Saturday, October 14, 2006

I (heart) Testing

At the American Federation of Teachers (AFT) blog, there's been some question raising about the merits of testing, whether it is necessary, whether we need to test yearly and if data sampling should be used rather than actual data. The AFT even held a panel discussion to debate the issue.

This is one of those instances where you get the sense that critiquing the argument gives it the attention it doesn't deserve, but what the hell.

Not only do we not need less testing, we may in fact need more testing, and we certainly need better testing.

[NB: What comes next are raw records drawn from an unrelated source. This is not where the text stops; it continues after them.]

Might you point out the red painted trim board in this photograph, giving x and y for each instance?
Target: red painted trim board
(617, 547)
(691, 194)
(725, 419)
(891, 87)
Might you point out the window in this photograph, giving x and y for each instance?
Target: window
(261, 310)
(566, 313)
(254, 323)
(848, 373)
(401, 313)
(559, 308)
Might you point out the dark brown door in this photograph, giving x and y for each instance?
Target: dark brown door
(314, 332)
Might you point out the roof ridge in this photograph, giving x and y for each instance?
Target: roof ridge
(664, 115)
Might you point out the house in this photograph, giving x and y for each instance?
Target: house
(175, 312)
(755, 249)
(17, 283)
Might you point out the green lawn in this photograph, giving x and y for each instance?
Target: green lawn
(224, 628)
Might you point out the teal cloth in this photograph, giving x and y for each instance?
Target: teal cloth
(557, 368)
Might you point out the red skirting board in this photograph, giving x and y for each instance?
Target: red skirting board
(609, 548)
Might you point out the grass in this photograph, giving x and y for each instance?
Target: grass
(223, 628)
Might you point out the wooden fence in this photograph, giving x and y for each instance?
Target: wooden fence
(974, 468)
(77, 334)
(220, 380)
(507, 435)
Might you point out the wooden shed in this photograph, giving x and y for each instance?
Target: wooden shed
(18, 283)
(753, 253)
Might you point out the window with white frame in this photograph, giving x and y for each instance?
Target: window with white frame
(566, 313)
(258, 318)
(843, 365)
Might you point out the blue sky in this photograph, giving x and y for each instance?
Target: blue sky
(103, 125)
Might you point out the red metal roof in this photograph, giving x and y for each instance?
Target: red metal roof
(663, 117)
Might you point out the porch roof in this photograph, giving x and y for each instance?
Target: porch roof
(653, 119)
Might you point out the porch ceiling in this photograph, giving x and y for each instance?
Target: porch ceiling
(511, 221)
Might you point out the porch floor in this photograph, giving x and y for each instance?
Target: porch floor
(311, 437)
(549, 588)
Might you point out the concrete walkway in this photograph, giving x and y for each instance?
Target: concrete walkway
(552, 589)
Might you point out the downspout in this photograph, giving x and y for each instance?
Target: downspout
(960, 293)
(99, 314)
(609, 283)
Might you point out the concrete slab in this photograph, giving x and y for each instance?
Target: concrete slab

We need tests that produce disaggregated data that shifts away from using schools and districts as the essential unit of analysis, and instead turn toward analyzing classrooms in this way. Test data is the educator's report card, and we need to be held accountable to it, if only as a small attempt to rectify the imbalance between how poor teaching affects life outcomes of the teacher, versus how it affects life outcomes of the student. High-stakes test are fine -- life is high-stake, so let's prepare kids for being in environments where standing and delivering matter. They are mildly intrusive and difficult, but hell, the workload of Friday quizzes at my school at least equals, and may actually exceed the two hours of CSTs we administer in May.

I can't help but feel some of the outcry about all this is a desire to avoid a reckoning, avoid a public assessment of effectiveness and quality.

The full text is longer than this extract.